The Evidence-Based Funding for Student Success Act, which became law Aug. 31, 2017, changed the basis of state funding for schools to student enrollment rather than attendance. Previously, Illinois School Code defined a day of attendance as a minimum of five instructional hours.
"Time in a classroom is not as important to us," said Scott Rowe, superintendent of Huntley Community School District 158, which has blended online learning at the high school level. "We are trying to shift our thinking to be more outcomes-based. We only have 174 days to impact our students, and this is our opportunity now to really break down the walls. ... School can happen (anywhere) and learning can happen at any time."
A logical first step is taking advantage of snow days by providing e-learning opportunities to keep students engaged, he said.

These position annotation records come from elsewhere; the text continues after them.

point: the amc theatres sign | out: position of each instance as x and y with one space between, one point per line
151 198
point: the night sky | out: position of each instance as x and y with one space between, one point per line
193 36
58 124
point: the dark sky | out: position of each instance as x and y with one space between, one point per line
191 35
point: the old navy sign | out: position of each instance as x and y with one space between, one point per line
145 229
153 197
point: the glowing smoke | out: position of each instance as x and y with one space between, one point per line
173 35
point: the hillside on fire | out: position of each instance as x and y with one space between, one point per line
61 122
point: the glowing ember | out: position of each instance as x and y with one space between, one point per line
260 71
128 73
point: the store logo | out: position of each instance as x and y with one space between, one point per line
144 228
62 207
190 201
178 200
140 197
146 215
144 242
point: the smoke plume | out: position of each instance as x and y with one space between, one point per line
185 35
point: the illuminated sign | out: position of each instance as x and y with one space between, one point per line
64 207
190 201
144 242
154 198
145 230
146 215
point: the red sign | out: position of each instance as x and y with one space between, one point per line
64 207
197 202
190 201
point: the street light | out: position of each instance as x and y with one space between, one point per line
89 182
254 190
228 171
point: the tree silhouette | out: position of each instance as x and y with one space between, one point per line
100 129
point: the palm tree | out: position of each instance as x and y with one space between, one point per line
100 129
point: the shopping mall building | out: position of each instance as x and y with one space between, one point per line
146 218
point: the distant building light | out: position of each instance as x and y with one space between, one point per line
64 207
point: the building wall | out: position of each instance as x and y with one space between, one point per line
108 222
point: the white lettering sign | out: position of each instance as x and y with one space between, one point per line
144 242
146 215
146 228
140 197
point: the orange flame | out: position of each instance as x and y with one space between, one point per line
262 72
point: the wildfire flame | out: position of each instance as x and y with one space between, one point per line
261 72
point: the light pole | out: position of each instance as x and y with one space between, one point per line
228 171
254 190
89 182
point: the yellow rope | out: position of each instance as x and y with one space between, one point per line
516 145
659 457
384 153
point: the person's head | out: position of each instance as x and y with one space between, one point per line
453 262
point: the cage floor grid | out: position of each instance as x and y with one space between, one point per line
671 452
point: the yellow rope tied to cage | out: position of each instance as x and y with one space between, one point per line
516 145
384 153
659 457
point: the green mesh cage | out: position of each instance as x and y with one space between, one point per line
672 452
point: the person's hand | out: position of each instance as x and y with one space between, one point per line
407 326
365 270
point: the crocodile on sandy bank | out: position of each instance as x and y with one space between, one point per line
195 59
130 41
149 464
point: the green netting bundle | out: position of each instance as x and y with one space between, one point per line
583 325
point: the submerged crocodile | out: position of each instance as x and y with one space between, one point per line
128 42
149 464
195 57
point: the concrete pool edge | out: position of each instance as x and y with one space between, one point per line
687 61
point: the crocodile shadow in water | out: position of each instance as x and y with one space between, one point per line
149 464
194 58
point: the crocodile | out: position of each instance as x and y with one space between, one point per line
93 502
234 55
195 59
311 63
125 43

"We should be pushing and challenging ourselves to evaluate schools in a different way ... for us, our community values the innovation," Rowe said.
Some lawmakers who supported the school funding law and teachers unions have voiced concerns about changing traditional school days.
State officials are hosting a series of Q&A sessions in December for educators, parents and district leaders to learn more about this new provision. The only suburban forum is from 4 to 6 p.m. Dec. 6 at the DuPage County Regional Office of Education, 421 N. County Farm Road, Wheaton.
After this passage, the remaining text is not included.